August 16: The Week in Cancer News

A radiation oncologist draws on her personal experience as she researches financial toxicity, and the U.S. Food and Drug Administration issues a third tissue-agnostic approval.

by Kate Yandell
August 16, 2019

Photo by cosmin4000 / iStock / Getty Images Plus

Doctor Raises Awareness of Cancer’s Costs

During her husband’s treatment for neuroendocrine cancer, Fumiko Chino knew her family was struggling financially. Debt collectors continued to call her even after her husband’s death. But it wasn’t until Chino went to medical school that she found a label for her experience. “As our lecturer described the ‘financial toxicity’ of cancer care, I finally had a phrase for what had happened to my life,” Chino writes in an Aug. 11 Los Angeles Times op-ed, which includes illustrations by palliative care doctor Nathan Gray. Today, Chino is a radiation oncologist and financial toxicity researcher at Memorial Sloan Kettering Cancer Center in New York City.

Black and Hispanic Patients Underrepresented in Trials

Cancer patients who are black or Hispanic are less likely than white or Asian patients to be included in oncology clinical trials, according to a study published Aug. 15 in JAMA Oncology. Researchers reviewed 230 trials that led to the approval of cancer drugs by the U.S. Food and Drug Administration between 2008 and 2018, looking at the composition of the trials compared to U.S. cancer incidence in various races. They found that the number of black patients enrolled in trials was 22% of what would be expected based on cancer incidence, and Hispanic participation was 44% of what would be expected. White representation was proportionate to cancer incidence in this group, while Asian participation was higher than would be expected based on incidence.

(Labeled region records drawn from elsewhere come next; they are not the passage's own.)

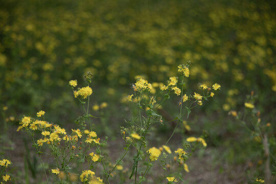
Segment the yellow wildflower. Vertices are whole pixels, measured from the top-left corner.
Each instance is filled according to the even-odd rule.
[[[164,86],[160,87],[160,89],[161,89],[162,90],[167,90],[168,89],[168,86],[164,85]]]
[[[94,110],[97,111],[100,108],[100,107],[98,105],[93,105],[93,107],[92,107]]]
[[[190,170],[189,170],[189,167],[188,167],[188,165],[186,164],[184,164],[184,170],[187,172],[190,172]]]
[[[197,140],[197,139],[195,137],[190,137],[187,138],[187,139],[186,140],[186,141],[189,142],[193,142],[196,141]]]
[[[41,134],[44,136],[49,135],[50,135],[50,132],[48,131],[42,131],[41,132]]]
[[[171,151],[171,149],[170,148],[169,146],[163,145],[162,146],[162,147],[164,148],[166,151],[167,151],[169,154],[172,153],[172,151]]]
[[[161,151],[155,147],[149,149],[147,152],[150,154],[149,158],[151,161],[157,160],[161,154]]]
[[[169,81],[169,84],[168,85],[175,85],[177,83],[177,78],[176,77],[170,77],[170,81]]]
[[[71,80],[69,81],[69,85],[71,86],[76,87],[78,85],[78,81],[77,80]]]
[[[38,117],[41,117],[41,116],[44,116],[44,114],[45,114],[45,112],[44,111],[40,110],[40,111],[39,111],[38,112],[36,113],[36,116]]]
[[[92,131],[91,132],[90,132],[89,133],[89,136],[92,137],[97,137],[97,133],[95,131]]]
[[[56,169],[52,169],[52,173],[56,174],[58,174],[59,173],[59,169],[57,168]]]
[[[174,93],[177,96],[180,95],[181,94],[181,90],[177,87],[175,86],[172,88],[172,89],[174,90]]]
[[[200,85],[200,87],[202,87],[202,89],[207,89],[208,88],[208,87],[207,87],[207,86],[205,84],[202,84]]]
[[[185,102],[188,100],[188,96],[187,96],[187,95],[185,94],[183,96],[183,97],[182,97],[182,99],[183,100],[183,102]]]
[[[86,86],[80,88],[77,93],[79,95],[82,96],[84,99],[86,99],[88,96],[91,95],[93,92],[91,87]]]
[[[245,107],[246,107],[247,108],[254,108],[255,107],[254,106],[254,105],[253,105],[251,103],[246,103],[246,103],[244,103],[244,105],[245,106]]]
[[[7,159],[3,159],[0,160],[0,166],[8,167],[9,165],[11,164],[11,161]]]
[[[173,182],[173,181],[175,181],[175,182],[177,182],[177,180],[176,180],[176,179],[174,177],[167,177],[167,179],[168,179],[168,180],[169,181],[171,181],[171,182]]]
[[[129,101],[129,102],[131,102],[132,101],[132,97],[133,96],[133,94],[131,95],[128,95],[127,96],[127,100]]]
[[[131,133],[130,134],[130,136],[132,138],[136,139],[137,139],[137,140],[140,140],[140,139],[141,139],[141,136],[140,135],[139,135],[137,133]]]
[[[6,174],[6,175],[2,176],[2,178],[5,181],[8,181],[11,179],[11,176],[8,174]]]
[[[203,97],[202,96],[195,92],[195,94],[194,95],[194,98],[196,100],[201,100],[201,99],[202,99],[202,97]]]
[[[100,158],[100,155],[95,154],[92,157],[92,160],[93,160],[95,162],[96,162],[97,161],[99,160],[99,158]]]
[[[212,86],[213,87],[213,88],[215,89],[215,90],[219,89],[220,88],[220,85],[215,83]]]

FDA Issues Third Tissue-Agnostic Approval

The U.S. Food and Drug Administration (FDA) on Aug. 15 approved the targeted therapy Rozlytrek (entrectinib) for patients whose cancers have fusions in an NTRK gene. The drug is approved for patients age 12 and up whose cancers are metastatic or who have tumors in locations where surgery would cause severe complications. The drug is intended for patients who do not have other satisfactory treatment options or whose cancers have progressed following other treatment. This is the third time the FDA has approved a drug across cancer types for patients with specific mutations, called a tissue-agnostic approval. Rozlytrek is also approved for patients with metastatic non-small cell lung cancer (NSCLC) with ROS1 mutations. Another drug, Xalkori (crizotinib), has been previously approved for patients with ROS1-positive NSCLC. Unlike Xalkori, Rozlytrek can cross the blood-brain barrier, making it a potentially effective treatment for patients with brain metastases.